Fig. 1.

(A) Raw fluorescence signal traces recorded on fluorometric imaging plate reader (FLIPR) with HEK 293 cells stably expressing human Ether-à-go-go related gene (hERG) channels. Recording started 10 s before addition of stimulation solution and continued for another 90 s. Cisapride was shown to reduce signals in a dose-dependent manner (error bars were not shown). Initial slope of curves was plotted against concentrations of cisapride (triplicate set) and fitted to a four-parameter logistic function (B) in the Prism 5.0. (C) Voltage protocol (upper) and corresponding hERG tail current recording (lower) for the automated planar patch clamp (APPC) assay. (D) The captured screen in the DataXpress program of a representative whole-cell patch clamp recordings of hERG tail currents in the absence and presence of cisapride. Red vertical line indicated addition of buffer control and green vertical triple lines indicated triple additions of drugs. Cisapride concentrations (μM) are listed above the green lines. Red cross indicates the time point when hERG tail current was measured by the system. After washout (blue vertical line), hERG channel was shown to partially recover from complete inhibition.
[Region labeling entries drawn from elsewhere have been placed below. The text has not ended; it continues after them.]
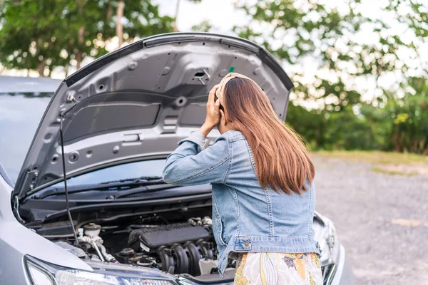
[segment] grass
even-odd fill
[[[370,168],[370,170],[376,173],[386,174],[388,175],[414,176],[417,175],[417,173],[414,172],[405,172],[403,171],[391,170],[381,167],[372,167]]]
[[[376,164],[403,165],[426,163],[428,165],[428,156],[415,155],[413,153],[362,150],[320,150],[312,152],[312,153],[329,157],[346,158],[360,162]]]

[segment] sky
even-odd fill
[[[177,7],[178,0],[153,0],[155,3],[158,4],[160,9],[160,14],[161,15],[170,15],[173,16],[175,14],[175,9]],[[255,0],[234,0],[238,1],[245,1],[247,3],[254,2]],[[209,20],[210,24],[213,28],[211,31],[220,33],[233,34],[232,28],[234,26],[244,26],[250,22],[250,19],[245,14],[243,11],[235,9],[233,5],[233,0],[203,0],[201,3],[194,4],[188,0],[180,0],[180,6],[178,10],[178,14],[177,17],[177,26],[180,31],[190,31],[192,29],[192,26],[199,24],[205,20]],[[295,0],[297,3],[300,1],[304,0]],[[339,9],[346,11],[349,8],[345,1],[337,0],[319,0],[320,2],[326,4],[330,6],[335,6]],[[426,1],[426,0],[423,0]],[[358,9],[362,12],[362,14],[372,19],[377,19],[379,17],[383,17],[382,20],[387,20],[388,15],[382,15],[379,11],[382,6],[384,6],[388,3],[389,0],[362,0],[362,3],[358,6]],[[405,11],[404,11],[405,12]],[[405,30],[402,30],[402,27],[399,26],[393,26],[394,29],[398,29],[402,32],[402,38],[404,41],[410,42],[412,41],[412,35],[409,35]],[[255,27],[256,28],[260,28],[260,27]],[[399,30],[402,29],[402,31]],[[387,32],[387,31],[385,31]],[[356,40],[360,42],[365,42],[367,43],[372,43],[376,42],[377,37],[376,34],[370,32],[362,32],[360,34],[356,35]],[[113,41],[110,43],[111,50],[113,50],[116,47],[117,41]],[[281,44],[280,42],[277,44]],[[428,46],[426,46],[428,49]],[[406,53],[405,51],[403,51],[401,56],[406,60],[406,58],[409,56]],[[422,57],[425,62],[428,62],[428,53],[422,53]],[[86,58],[83,61],[83,65],[87,64],[91,61],[91,59]],[[407,61],[409,62],[409,61]],[[304,71],[305,78],[302,79],[303,83],[307,82],[310,83],[311,81],[315,80],[315,76],[317,74],[320,74],[320,71],[318,69],[316,62],[315,61],[308,60],[300,66],[295,66],[292,67],[292,71],[287,70],[287,66],[284,66],[285,71],[291,73],[297,71]],[[55,78],[62,79],[63,78],[65,73],[60,71],[58,68],[53,72],[52,77]],[[70,70],[73,72],[73,70]],[[6,75],[18,75],[18,76],[26,76],[25,72],[17,72],[15,71],[4,72],[4,74]],[[1,73],[0,73],[1,74]],[[29,74],[30,76],[36,76],[36,73]],[[394,81],[395,76],[400,76],[401,75],[393,75],[384,76],[380,81],[380,85],[382,87],[389,87],[392,83]],[[375,95],[374,88],[376,83],[374,81],[365,81],[364,78],[360,78],[359,82],[357,82],[357,85],[365,86],[365,91],[362,94],[363,100],[370,100]],[[309,105],[307,105],[309,104]],[[316,104],[315,104],[316,105]],[[316,108],[316,105],[312,104],[312,107]],[[307,103],[307,107],[310,108],[310,103]]]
The hERG tail currents were extracted from the DataXpress, plotted against cisapride concentrations, and fitted to a four-parameter logistic function (E) in the Prism 5.0. (F) Side-by-side comparison of dose-dependent relationships of cisapride in (•) [³H]dofetilide competition binding assay, (▪) Tl⁺ flux assay, and (▴) APPC assay. Results from multiple assays (n ≥ 2) were normalized to percentage inhibition and pooled for curve-fitting in Prism. The potency or affinity value and corresponding Hill slope from the best fitting model were reported in Table 2.